Epiblepharon is an eyelid condition present at birth where an extra horizontal fold of skin causes the eyelashes to turn inward, touching the surface of the eye. This is commonly seen in children, particularly those of Asian, Hispanic, or Native American descent. The condition can affect either the upper or lower eyelid, but the lower lid is more frequently involved.

When Surgery Is Recommended

Many children with epiblepharon do not require immediate surgery, as the condition can improve on its own. As a child grows, facial bone development can cause the skin fold to recede, allowing the lashes to rotate outward. In mild cases, symptoms can be managed with lubricating eye drops or ointments to protect the eye’s surface. Observation is a common approach for young children without significant symptoms.

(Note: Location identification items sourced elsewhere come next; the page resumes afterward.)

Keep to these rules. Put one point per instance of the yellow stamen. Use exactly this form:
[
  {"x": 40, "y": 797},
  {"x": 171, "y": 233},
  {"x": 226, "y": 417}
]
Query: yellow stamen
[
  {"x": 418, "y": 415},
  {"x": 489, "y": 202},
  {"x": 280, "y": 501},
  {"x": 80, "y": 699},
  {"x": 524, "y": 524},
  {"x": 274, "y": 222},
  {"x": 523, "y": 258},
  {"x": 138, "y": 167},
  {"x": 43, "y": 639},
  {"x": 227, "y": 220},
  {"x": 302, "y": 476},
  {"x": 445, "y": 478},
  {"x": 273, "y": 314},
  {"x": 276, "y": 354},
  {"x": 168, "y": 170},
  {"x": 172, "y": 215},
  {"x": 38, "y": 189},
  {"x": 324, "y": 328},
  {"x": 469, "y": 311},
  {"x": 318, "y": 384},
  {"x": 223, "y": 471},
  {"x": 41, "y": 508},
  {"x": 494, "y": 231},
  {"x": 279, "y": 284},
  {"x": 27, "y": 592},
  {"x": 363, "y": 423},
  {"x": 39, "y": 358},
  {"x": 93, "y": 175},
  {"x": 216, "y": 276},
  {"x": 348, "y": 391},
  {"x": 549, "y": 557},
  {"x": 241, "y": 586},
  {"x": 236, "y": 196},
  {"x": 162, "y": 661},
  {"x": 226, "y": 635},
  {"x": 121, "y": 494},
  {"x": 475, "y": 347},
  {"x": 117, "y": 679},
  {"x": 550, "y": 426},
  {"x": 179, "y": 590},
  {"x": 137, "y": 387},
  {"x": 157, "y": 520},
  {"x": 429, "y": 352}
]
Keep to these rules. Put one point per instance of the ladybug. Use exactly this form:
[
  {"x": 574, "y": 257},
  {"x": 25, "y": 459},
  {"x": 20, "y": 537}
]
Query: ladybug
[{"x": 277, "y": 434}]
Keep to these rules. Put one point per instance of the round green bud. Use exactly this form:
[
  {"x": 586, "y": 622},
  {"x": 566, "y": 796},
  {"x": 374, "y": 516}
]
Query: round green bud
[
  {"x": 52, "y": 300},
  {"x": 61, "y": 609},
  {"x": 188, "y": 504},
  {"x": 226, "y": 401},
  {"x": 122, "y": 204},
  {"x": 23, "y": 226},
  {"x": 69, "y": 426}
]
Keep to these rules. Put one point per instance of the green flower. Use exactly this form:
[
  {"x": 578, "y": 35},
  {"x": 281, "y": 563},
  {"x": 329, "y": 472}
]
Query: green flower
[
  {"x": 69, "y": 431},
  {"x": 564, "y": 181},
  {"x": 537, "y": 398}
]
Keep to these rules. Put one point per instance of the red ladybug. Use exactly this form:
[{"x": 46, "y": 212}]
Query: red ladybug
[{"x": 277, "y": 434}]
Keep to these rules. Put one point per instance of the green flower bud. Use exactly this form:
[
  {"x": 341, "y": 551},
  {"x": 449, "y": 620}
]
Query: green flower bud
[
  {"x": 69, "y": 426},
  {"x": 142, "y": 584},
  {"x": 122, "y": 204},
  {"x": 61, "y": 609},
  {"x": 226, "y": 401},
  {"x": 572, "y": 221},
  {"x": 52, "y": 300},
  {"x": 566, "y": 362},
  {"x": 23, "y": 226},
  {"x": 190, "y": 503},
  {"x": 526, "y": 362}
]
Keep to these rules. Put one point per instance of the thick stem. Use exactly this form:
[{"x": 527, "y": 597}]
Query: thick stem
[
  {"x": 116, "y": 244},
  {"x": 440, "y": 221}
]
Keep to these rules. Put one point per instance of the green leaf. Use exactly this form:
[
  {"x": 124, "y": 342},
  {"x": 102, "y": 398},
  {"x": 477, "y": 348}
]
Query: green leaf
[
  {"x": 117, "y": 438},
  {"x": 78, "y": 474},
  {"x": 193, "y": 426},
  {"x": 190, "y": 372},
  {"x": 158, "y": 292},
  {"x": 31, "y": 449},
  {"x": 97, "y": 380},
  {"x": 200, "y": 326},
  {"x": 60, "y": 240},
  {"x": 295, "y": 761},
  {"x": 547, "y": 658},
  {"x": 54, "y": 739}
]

The recommendation for surgery arises when symptoms become persistent. A primary factor is the constant friction of the eyelashes against the cornea, the clear front part of the eye. This rubbing can lead to chronic eye redness, excessive tearing, persistent itchiness, and frequent eye rubbing. Some children may also develop photophobia, an aversion to bright lights, due to the irritation.

A doctor’s decision to proceed with surgery is based on evidence of damage to the cornea. If the constant lash contact leads to scratches, known as corneal abrasions, or if there is a risk of permanent scarring, surgery is advised. In some instances, neglected epiblepharon can also contribute to astigmatism, a type of refractive error.

The Surgical Procedure Explained

The primary goal of epiblepharon surgery is to reposition the eyelashes, rotating them away from the eyeball. This is achieved by creating a more defined eyelid crease, which stabilizes the lid margin and prevents the lashes from turning inward.

For the lower eyelid, the surgeon makes a fine incision just below the lash line. Through this opening, a small, predetermined amount of excess skin and underlying orbicularis oculi muscle is removed. This step allows the eyelid margin to be turned outward. The surgeon then places internal sutures to create this new orientation and secure the eyelid in its corrected position.

External sutures are used to close the skin incision, creating a new, stable eyelid fold. In children, this operation is performed under general anesthesia to ensure they remain safe and comfortable. Adults undergoing the procedure may only require local anesthesia with light sedation. The surgery is an outpatient procedure, taking approximately 45 to 60 minutes.

Post-Surgery Care and Recovery

Following the operation, some swelling and bruising around the eyes is normal and starts to subside within the first week. The recovery period is straightforward, with most noticeable signs of surgery diminishing over two to three weeks.

Patients are given aftercare instructions to prevent complications. This involves applying a prescribed antibiotic ointment to the incision line to prevent infection. It is important to avoid rubbing the eyes during the recovery period. Follow-up appointments are scheduled to monitor healing and, if non-dissolvable stitches were used, to have them removed about 7 to 10 days after the procedure.

Surgical Outcomes and Potential Complications

Surgical correction of epiblepharon yields positive results with a high success rate. The procedure effectively relieves the irritating symptoms caused by the inward-turning lashes and prevents further damage to the cornea. The scar from the incision is placed in a natural skin crease, such as just below the lower lashes or within the upper eyelid fold, and it heals into a fine line that becomes less obvious over time.

Although the surgery is safe, potential complications are uncommon. These can include under-correction, where the epiblepharon recurs, or over-correction, where the eyelid turns too far outward in a condition known as ectropion. Other risks include visible scarring or, more rarely, an infection at the incision site.